18.8.07

Estudo social do Portugal de 1871. E também de 2007… - acrescentámos nós!

( excerto do texto de apresentação de Uma Campanha Alegre, de Eça de Queirós)

Leitor de bom senso, que abres curiosamente a primeira página deste livrinho, sabe, leitor celibatário ou casado, proprietário ou produtor, conservador ou revolucionário, velho patuleia ou legitimista hostil, que foi para ti que ele foi escrito – se tens bom senso!

E a ideia de te dar assim todos os meses, enquanto quiserdes, cem páginas irónicas, alegres e justas, nasceu no dia em que pudemos descobrir, através da ilusão das aparências, algumas realidades do nosso tempo.

Aproxima-te um pouco de nós, e vê.

O País perdeu a inteligência e a consciência moral. Os costumes estão dissolvidos e os caracteres corrompidos. A prática da vida tem por única direcção a conveniência. Não há princípio que não seja desmentido, nem instituição que não seja escarnecida. Ninguém se respeita. Não existe nenhuma solidariedade entre os cidadãos. Já se não crê na honestidade dos homens públicos. A classe média abate-se progressivamente na imbecilidade e na inércia. O povo está na miséria. Os serviços públicos vão abandonados a uma rotina dormente. O desprezo pelas ideias aumenta em cada dia. Vivemos todos ao acaso. Perfeita, absoluta indiferença de cima a baixo! Todo o viver espiritual, intelectual, parado. O tédio invadiu as almas. A mocidade arrasta-se, envelhecida, das mesas das secretárias para as mesas dos cafés. A ruína económica cresce, cresce, cresce… O comércio definha. A indústria enfraquece. O salário diminui. O Estado é considerado na sua acção fiscal como um ladrão e tratado como um inimigo.
Neste salve-se quem puder a burguesia proprietária explora o aluguel. A agiotagem explora o juro.
De resto a ignorância pesa sobre o povo como um nevoeiro. O número de escolas só por si é dramático. O professor tornou-se um empregado de eleições. A população dos campos, arruinada, vivendo em casebres ignóbeis, sustentando-se de sardinha e de ervas, trabalhando só para o imposto por meio de uma agricultura decadente, leva uma vida de misérias, entrecortada de penhoras. A intriga política alastra-se por sobre a sonolência enfastiada do País. Apenas a devoção perturba o silêncio da opinião, com padre-nossos maquinais.
Não é uma existência, é uma expiação.

(…)

Nós não quisemos ser cúmplices na indiferença universal. E aqui começamos, sem azedume e sem cólera, a apontar dia por dia o que poderíamos chamar – o progresso da decadência.
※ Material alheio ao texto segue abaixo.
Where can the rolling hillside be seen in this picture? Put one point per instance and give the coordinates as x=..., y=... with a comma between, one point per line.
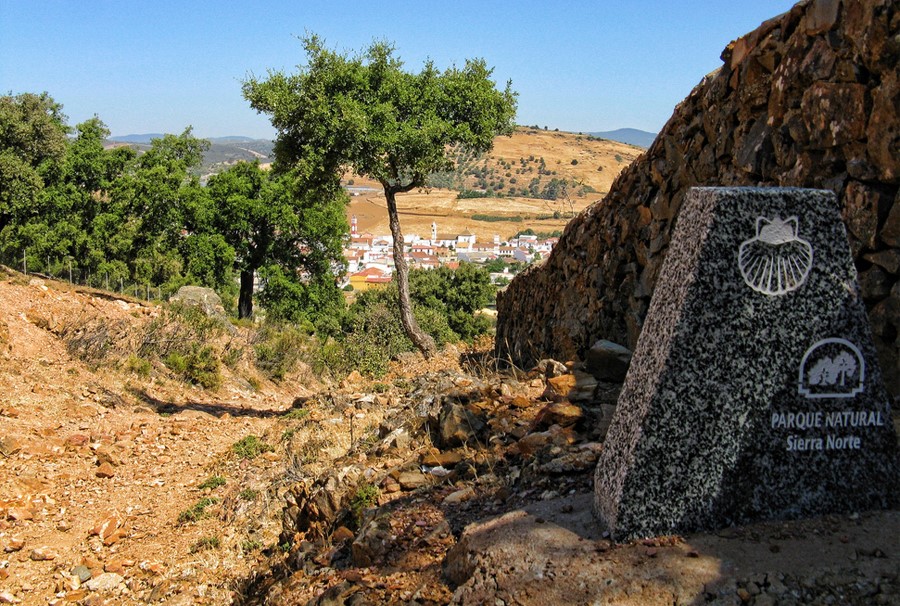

Devíamos fazê-lo com a indignação amarga de panfletários? Com a serenidade experimental de críticos? Com a Jovialidade fina de humoristas?
Não é verdade, leitor de bom senso, que neste momento histórico só há lugar para o humorismo? Esta decadência tornou-se um hábito, quase um bem-estar, para muitos uma indústria. Parlamentos, ministros, eclesiásticos, políticos, exploradores, estão de pedra e cal na corrupção

(…)

Preferias que fizéssemos um jornal político, com todas as suas inépcias e todas as suas calúnias, vasto logradouro de ideias triviais, que desmaiam de fadiga entre as mãos dos tipógrafos?

(…) Aqui estamos pois diante de ti, mundo oficial, constitucional, burguês, doutrinário e grave!
Não sabemos se a mão que vamos abrir está ou não cheia de verdades. Sabemos que está cheia de negativas.